Transition des Ming aux Qing

Batailles

Unification des Jürchens - Fushun - Qinghe - Sarhu - Kaiyuan - Tieling - Xicheng - Shen-Liao - Zhenjiang - She-An - Guangning - Ningyuan - Corée (1627) - Ning-Jin - Jisi - Dalinghe - Wuqiao - Lüshun - Corée (1636) - Song-Jin - Révoltes paysannes - Pékin - Shanhai

La bataille de Ningyuan (chinois simplifié : 宁远之战 ; chinois traditionnel : 寧遠之戰 ; pinyin : Níngyuǎn Zhī Zhàn ; cantonais Yale : Ning4 Yun5 Ji1 Jin3) est un affrontement entre les Jurchens de la dynastie des Jin postérieurs et les Chinois de la dynastie Ming qui a lieu en 1626.

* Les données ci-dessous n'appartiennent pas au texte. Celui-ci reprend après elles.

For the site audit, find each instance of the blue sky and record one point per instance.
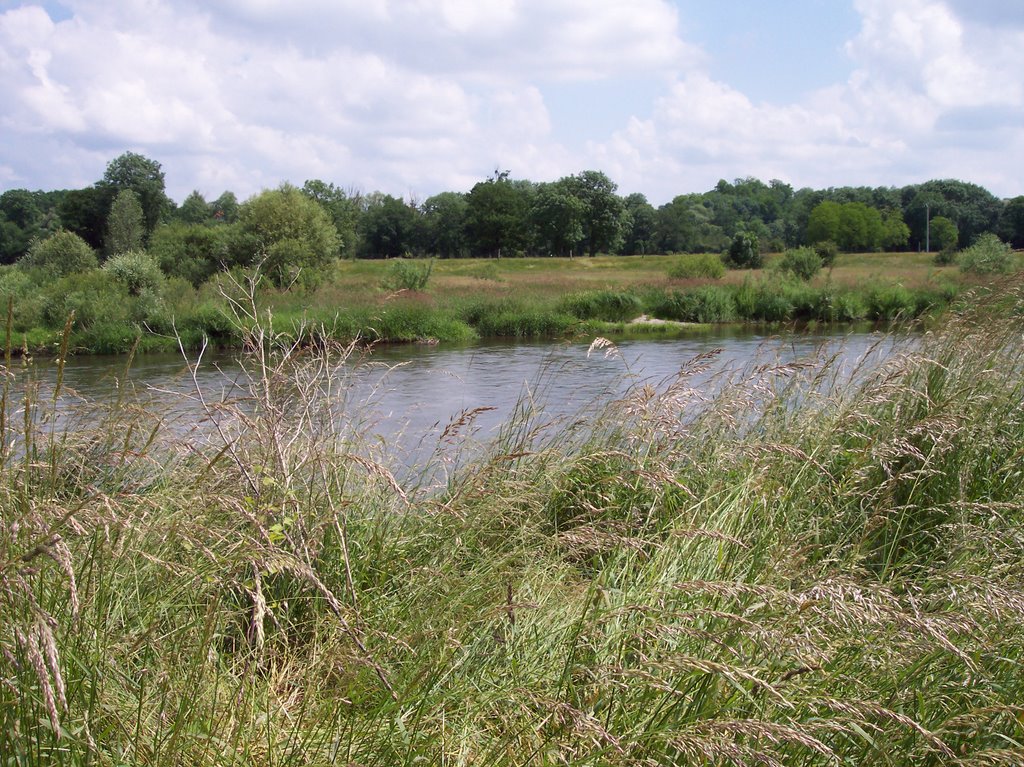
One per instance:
(417, 96)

Soldats Mandchous attaquant les murailles de la ville pendant la bataille de Ningyuan

Les Jurchen sont en guerre avec les Ming depuis plusieurs années, et leur Khan Nurhachi juge que la ville de Ningyuan est une cible appropriée pour une nouvelle attaque. Son jugement est en partie basé sur les conseils de Li Yongfang, un transfuge chinois. Finalement, les Jin postérieurs ne réussissent pas à prendre la ville et Nurhachi est blessé durant l'assaut. Il meurt huit mois plus tard des suites de ses blessures. Les Ming sortent victorieux du combat, marquant une résurgence temporaire de l'armée chinoise après une série de défaites qui a duré huit ans[5].

Situation avant le début du conflit modifier

Le , Nurhachi, le Khan des Jin postérieurs, entre ouvertement en rébellion contre la dynastie Ming, dont il était théoriquement le vassal, en proclamant ses Sept Grandes Causes d'irritation, qui sont autant de raisons de rejeter la tutelle Ming sur la Mandchourie.

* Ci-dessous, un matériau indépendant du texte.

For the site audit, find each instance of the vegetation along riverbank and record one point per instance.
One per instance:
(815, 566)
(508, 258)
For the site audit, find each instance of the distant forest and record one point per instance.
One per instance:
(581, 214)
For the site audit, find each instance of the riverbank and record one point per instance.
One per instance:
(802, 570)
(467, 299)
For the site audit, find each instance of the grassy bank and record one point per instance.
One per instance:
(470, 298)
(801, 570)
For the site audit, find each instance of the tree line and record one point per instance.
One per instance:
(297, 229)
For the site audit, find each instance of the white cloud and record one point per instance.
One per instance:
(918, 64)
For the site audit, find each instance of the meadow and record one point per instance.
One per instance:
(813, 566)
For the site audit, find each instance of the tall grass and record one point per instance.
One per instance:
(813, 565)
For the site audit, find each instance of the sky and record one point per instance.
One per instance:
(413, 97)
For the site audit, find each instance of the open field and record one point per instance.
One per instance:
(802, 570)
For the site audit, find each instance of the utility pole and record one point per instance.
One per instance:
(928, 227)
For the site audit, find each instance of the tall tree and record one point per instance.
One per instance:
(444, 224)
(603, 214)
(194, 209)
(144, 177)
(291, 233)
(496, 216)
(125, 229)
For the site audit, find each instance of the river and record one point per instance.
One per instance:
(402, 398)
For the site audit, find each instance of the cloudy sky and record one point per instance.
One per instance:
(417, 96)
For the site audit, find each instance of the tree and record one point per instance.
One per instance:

Ayant préparé sa révolte de longue date, Nurhachi enchaîne les victoires contre les troupes chinoises et vainc les troupes des Ming lors des batailles de Fushun, Qinghe, Sarhu, Kaiyuan et Tieling. Après avoir mis au pas le clan Yihe, ses derniers rivaux au sein du peuple Jürchen, en s'emparant de Xicheng, leur capitale, il parachève sa conquête du Liaodong en s'emparant de nombreuses villes et en détruisant plusieurs armées Ming lors de la bataille de Shen-Liao. Après sa victoire, il transfère sa capitale à Liaoyang, l'ancien siège du pouvoir Ming au Liaodong.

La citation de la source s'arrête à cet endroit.